Ricciardo is currently set to start 18th, alongside Perez, after they tripped each other up as they were about to begin their final flying laps in the first part of qualifying at the Hungaroring.
Perez had slowed on approach to the last corner of the circuit in a bid to put space between himself and Lando Norris, but that caused Kevin Magnussen to queue behind the Mexican.
When Ricciardo arrived on the scene, he initially braked before trying to drive his Renault around the outside of Magnussen’s Haas and Perez’s Racing Point car.
Perez then chose to accelerate, which forced Ricciardo to get off the throttle on exit and cost him a chance to lift himself out of the bottom five.
The West Australian now faces a tough Sunday afternoon from the second last row on the grid.
“Tomorrow’s another day, we’ll see what happens, but right now it’s certainly the most upset I’ve been in a while,” said Ricciardo, who felt he had a reasonable car and put the drama down to poor traffic management.
“It actually felt okay but obviously the last run, that’s when you’ve got to do it, and it was a mess, basically, opening the lap,” he declared.
“We put ourselves in traffic and at that point I felt like we could have known what was going to happen better, coming up to the last corner, if I needed to create space earlier.

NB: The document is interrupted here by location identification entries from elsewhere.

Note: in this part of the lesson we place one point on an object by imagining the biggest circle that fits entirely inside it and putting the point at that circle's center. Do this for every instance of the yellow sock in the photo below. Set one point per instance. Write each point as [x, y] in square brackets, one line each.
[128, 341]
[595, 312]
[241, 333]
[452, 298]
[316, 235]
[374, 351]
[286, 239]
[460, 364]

“I wasn’t creating space and then we got to the last corner and everyone’s backed up, so what do you do? Do you try and pass them and keep your tyre temperature there or do you hang back and start the lap with cold tyres?

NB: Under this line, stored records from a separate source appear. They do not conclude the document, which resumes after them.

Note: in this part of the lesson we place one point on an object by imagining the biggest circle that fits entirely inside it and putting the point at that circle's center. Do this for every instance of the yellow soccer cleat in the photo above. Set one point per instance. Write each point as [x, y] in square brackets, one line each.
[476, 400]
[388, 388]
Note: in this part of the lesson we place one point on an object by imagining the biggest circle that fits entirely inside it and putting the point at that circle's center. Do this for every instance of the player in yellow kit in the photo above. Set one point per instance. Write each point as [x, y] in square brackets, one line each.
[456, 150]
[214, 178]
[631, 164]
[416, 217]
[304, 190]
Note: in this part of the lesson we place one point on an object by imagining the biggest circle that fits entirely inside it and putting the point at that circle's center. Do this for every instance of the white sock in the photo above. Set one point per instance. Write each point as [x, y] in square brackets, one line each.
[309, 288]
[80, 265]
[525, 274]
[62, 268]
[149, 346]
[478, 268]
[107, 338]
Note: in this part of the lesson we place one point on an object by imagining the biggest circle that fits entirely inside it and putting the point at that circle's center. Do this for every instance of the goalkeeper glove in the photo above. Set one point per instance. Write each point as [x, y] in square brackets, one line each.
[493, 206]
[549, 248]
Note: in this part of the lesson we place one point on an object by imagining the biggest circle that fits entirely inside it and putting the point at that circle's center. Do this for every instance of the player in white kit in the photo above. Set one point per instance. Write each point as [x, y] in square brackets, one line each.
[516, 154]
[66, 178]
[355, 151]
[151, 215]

“So, I tried to go and obviously then Perez and the others weren’t trying to have that, so I felt like Perez and I just screwed each other, but just too late trying to make something happen and then the lap’s compromised.”
Perez, who felt that he could have advanced to Qualifying 2 with a “perfect” Q1 showing, described Ricciardo’s actions as “very disrespectful”.
“We were stuck with traffic so everyone is trying to open a gap and you see the car ahead and everyone just opening gaps,” he recalled.
“But I think what Daniel tried there was just very disrespectful and he screw(ed) up his lap, my lap.
“We are queuing and until the final lap, he tries to overtake, and therefore I’m having to push because it’s the final corner, so otherwise you start too close to him, and that meant I was too close to Norris.”
Ricciardo’s Renault team-mate, Nico Hulkenberg, qualified 11th for the 70-lap race, which starts tonight at 2310 AEST.